UK state should invest in nuclear, says report
The UK government should take a "significant stake" in new nuclear power plant projects, according to the Final Report of the Industrial Strategy Commission published today. The country urgently needs to replace its existing nuclear generating capacity because, of the existing fleet amounting to 8.9 GWe of capacity, all but 1.2 GWe will need to be retired by 2030, it adds.
A joint initiative between academics at Manchester and Sheffield universities, the commission said the new strategy should be driven by the long-term needs of the UK, which include decarbonising the economy, improving infrastructure, boosting export capacity and unlocking long-term investment.
Prime Minister Theresa May gave priority to an industrial strategy when she formed a government following last year's referendum vote in favour of the UK exiting the European Union. She put a green paper out for consultation in January and a white paper is expected from the Department for Business, Energy and Industrial Strategy before the end of the year. The independent commission was set up following the government's publication of the green paper.

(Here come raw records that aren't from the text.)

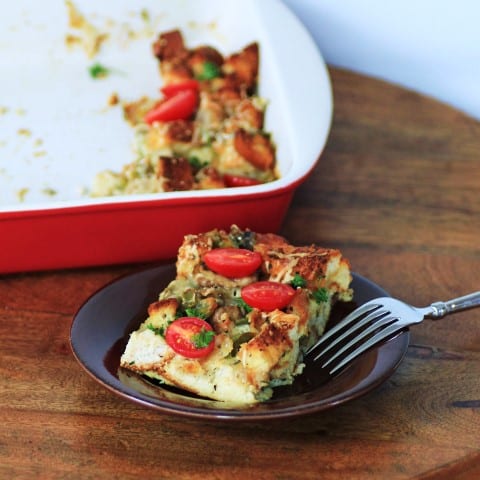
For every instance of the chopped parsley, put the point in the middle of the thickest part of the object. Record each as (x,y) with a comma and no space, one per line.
(240,302)
(203,338)
(195,312)
(97,70)
(156,330)
(196,163)
(210,70)
(298,281)
(321,295)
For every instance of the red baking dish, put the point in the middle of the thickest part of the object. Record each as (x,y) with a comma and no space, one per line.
(54,108)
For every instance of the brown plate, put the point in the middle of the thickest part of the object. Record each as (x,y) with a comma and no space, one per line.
(101,327)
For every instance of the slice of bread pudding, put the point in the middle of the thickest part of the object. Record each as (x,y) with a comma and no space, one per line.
(257,303)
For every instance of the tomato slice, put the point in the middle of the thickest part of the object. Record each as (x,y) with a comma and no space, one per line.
(232,262)
(178,107)
(173,88)
(268,295)
(239,181)
(189,337)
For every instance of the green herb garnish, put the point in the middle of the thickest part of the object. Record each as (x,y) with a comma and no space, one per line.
(241,303)
(156,330)
(195,312)
(203,338)
(196,163)
(298,281)
(321,295)
(210,70)
(97,70)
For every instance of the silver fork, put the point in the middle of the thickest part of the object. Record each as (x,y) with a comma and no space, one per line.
(376,321)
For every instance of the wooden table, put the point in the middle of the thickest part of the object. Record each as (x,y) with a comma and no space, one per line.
(397,189)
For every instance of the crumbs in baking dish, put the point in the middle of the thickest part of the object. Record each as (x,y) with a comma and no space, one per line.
(205,131)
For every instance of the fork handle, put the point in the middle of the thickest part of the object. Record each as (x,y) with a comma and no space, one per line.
(440,309)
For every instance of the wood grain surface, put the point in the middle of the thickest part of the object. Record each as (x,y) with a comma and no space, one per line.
(397,189)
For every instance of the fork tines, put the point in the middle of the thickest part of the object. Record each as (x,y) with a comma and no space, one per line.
(356,333)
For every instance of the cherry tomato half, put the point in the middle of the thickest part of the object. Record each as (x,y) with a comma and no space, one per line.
(173,88)
(267,295)
(178,107)
(190,337)
(239,181)
(232,262)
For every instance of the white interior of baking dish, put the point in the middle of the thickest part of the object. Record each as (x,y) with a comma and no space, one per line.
(57,130)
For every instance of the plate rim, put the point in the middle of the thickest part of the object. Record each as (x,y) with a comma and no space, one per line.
(115,385)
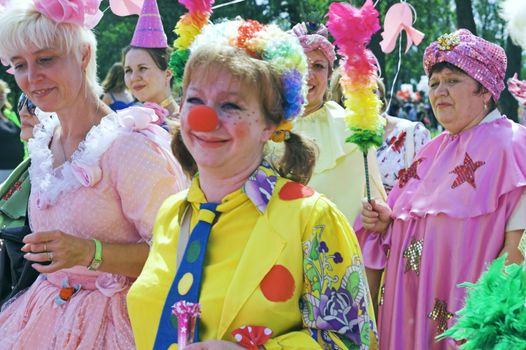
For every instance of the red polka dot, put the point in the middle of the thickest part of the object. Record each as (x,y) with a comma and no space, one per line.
(295,190)
(202,118)
(278,284)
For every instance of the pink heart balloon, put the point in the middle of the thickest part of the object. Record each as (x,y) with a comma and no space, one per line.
(126,7)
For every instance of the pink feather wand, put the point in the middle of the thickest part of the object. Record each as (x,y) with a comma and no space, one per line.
(352,29)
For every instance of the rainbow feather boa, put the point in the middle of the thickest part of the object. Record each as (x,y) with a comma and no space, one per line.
(187,28)
(352,29)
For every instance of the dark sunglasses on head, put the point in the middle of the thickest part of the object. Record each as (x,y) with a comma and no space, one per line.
(24,101)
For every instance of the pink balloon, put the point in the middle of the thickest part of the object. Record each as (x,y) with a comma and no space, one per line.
(126,7)
(399,17)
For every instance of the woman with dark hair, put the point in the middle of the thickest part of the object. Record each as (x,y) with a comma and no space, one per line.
(97,177)
(461,203)
(116,95)
(339,172)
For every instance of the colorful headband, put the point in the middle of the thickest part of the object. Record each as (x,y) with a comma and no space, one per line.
(84,13)
(187,28)
(514,13)
(268,43)
(483,61)
(312,37)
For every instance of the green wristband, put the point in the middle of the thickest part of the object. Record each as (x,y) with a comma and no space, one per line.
(97,258)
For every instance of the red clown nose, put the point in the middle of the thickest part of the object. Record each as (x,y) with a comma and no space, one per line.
(202,118)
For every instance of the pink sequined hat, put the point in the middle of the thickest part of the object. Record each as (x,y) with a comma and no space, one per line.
(149,32)
(313,36)
(483,61)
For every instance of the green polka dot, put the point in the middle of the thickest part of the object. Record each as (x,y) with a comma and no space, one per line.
(193,252)
(185,283)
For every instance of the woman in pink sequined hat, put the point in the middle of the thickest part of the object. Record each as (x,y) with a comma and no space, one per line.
(146,72)
(461,204)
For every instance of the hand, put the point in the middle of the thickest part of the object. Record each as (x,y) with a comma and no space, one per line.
(61,249)
(376,216)
(214,345)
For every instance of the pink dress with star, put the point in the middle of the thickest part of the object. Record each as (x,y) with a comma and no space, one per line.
(450,211)
(111,189)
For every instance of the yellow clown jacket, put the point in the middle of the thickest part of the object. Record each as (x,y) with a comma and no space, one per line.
(279,256)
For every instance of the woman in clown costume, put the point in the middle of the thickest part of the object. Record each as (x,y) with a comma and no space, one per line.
(271,262)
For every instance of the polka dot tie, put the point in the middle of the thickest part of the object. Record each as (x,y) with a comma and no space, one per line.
(187,282)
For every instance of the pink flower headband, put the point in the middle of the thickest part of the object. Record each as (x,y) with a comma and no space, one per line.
(315,38)
(84,13)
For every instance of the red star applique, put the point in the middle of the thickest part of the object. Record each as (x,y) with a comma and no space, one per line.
(404,175)
(466,172)
(17,186)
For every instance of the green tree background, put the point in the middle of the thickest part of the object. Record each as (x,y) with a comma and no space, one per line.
(434,17)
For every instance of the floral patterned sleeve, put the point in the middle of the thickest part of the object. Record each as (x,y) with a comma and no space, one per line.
(421,136)
(336,304)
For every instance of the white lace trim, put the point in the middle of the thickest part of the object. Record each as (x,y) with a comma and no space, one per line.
(83,168)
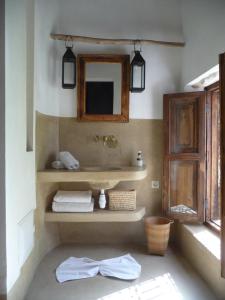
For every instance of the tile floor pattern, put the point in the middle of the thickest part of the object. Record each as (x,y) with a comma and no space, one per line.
(168,277)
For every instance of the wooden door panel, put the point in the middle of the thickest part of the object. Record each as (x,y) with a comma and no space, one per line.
(185,156)
(184,126)
(183,186)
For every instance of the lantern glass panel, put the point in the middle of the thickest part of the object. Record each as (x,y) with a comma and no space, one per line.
(69,72)
(137,76)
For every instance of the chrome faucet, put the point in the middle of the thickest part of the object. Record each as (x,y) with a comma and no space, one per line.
(108,140)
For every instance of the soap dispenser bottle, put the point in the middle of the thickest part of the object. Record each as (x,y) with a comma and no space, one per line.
(102,199)
(139,161)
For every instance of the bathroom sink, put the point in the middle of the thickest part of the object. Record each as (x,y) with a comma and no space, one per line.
(98,177)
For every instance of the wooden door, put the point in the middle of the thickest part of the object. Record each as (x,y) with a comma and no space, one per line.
(185,156)
(222,122)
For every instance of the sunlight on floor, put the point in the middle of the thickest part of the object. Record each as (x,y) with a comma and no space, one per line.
(209,240)
(158,288)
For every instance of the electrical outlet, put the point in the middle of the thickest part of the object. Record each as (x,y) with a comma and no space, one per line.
(155,184)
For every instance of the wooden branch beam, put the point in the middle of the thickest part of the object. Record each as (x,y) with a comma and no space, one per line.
(103,41)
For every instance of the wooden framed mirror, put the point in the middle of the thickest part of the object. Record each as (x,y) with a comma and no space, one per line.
(103,87)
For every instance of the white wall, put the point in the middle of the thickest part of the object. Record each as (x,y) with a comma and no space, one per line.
(156,19)
(203,28)
(20,165)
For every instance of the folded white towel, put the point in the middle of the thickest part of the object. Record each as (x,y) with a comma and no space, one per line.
(73,196)
(73,207)
(68,160)
(124,267)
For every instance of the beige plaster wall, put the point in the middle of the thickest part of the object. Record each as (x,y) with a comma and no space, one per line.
(46,235)
(146,135)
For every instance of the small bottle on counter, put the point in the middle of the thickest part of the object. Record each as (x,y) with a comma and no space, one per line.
(140,161)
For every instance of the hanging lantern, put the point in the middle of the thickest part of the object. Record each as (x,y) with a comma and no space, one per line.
(69,69)
(137,80)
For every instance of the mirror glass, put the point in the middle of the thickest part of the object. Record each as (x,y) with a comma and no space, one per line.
(103,88)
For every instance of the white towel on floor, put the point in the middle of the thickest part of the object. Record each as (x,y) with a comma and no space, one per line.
(73,207)
(73,196)
(124,267)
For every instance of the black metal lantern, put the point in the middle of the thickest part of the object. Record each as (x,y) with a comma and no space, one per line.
(137,80)
(69,69)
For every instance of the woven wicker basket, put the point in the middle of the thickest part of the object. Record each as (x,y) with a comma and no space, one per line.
(122,200)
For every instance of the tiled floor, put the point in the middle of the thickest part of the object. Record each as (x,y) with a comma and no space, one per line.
(169,277)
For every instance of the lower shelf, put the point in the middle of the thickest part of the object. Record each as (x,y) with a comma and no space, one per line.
(98,215)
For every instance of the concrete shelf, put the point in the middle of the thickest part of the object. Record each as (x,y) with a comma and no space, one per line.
(98,215)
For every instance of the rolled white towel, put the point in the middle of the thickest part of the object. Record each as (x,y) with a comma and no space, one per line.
(68,160)
(73,207)
(73,196)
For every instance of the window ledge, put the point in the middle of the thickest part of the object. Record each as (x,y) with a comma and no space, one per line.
(207,238)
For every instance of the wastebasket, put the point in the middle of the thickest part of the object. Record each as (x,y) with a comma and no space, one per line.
(157,231)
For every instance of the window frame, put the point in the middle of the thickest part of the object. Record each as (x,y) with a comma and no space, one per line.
(210,90)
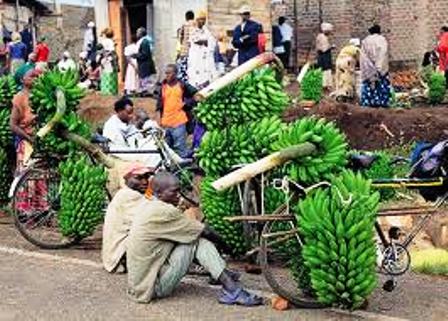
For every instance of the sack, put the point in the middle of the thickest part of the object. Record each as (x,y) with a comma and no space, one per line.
(279,50)
(262,42)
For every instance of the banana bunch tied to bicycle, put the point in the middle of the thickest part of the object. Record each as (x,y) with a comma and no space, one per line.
(55,97)
(337,262)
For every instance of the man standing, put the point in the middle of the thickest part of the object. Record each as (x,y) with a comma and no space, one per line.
(163,243)
(287,33)
(171,105)
(201,55)
(120,213)
(245,37)
(42,54)
(184,40)
(145,63)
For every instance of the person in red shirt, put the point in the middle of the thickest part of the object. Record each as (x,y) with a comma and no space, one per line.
(42,54)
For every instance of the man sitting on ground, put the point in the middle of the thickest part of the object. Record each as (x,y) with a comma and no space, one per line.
(126,203)
(163,243)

The report says: "Since 2008, it has been the policy of the UK government, through successive administrations, to support a programme of nuclear new build, to be financed and operated by the private sector. Currently plans exist to build up to 16 GWe of new nuclear capacity, including the 3.2 GWe at Hinkley Point C, at a total capital cost of at least GBP60 billion ($80 billion). This programme is an ideal case study of the way energy policy and industrial policy have been connected in the past, and should be connected better in the future.
"The stipulation that the nuclear new build programme should not receive direct government funding or subsidies has greatly reduced the government's degree of leverage over the programme. Yet the government remains financially exposed through loan guarantees, and through contract-for-difference agreements. It indirectly guarantees very long-term revenue flows through commitments to the price consumers and industry will pay for electricity."
Most of the developers and all the technology vendors involved are based overseas, the report notes, and although the projects will involve large contracts with UK suppliers, the scope for developing UK supply chains for the highest value elements is "seriously weakened by this fact", and by the fact that the capital funding is sourced wholly from overseas organisations too, including some with substantial shareholdings by overseas governments. The selection of different technologies by different owners for the different sites means that each will need to develop its own supply chain independently, it adds.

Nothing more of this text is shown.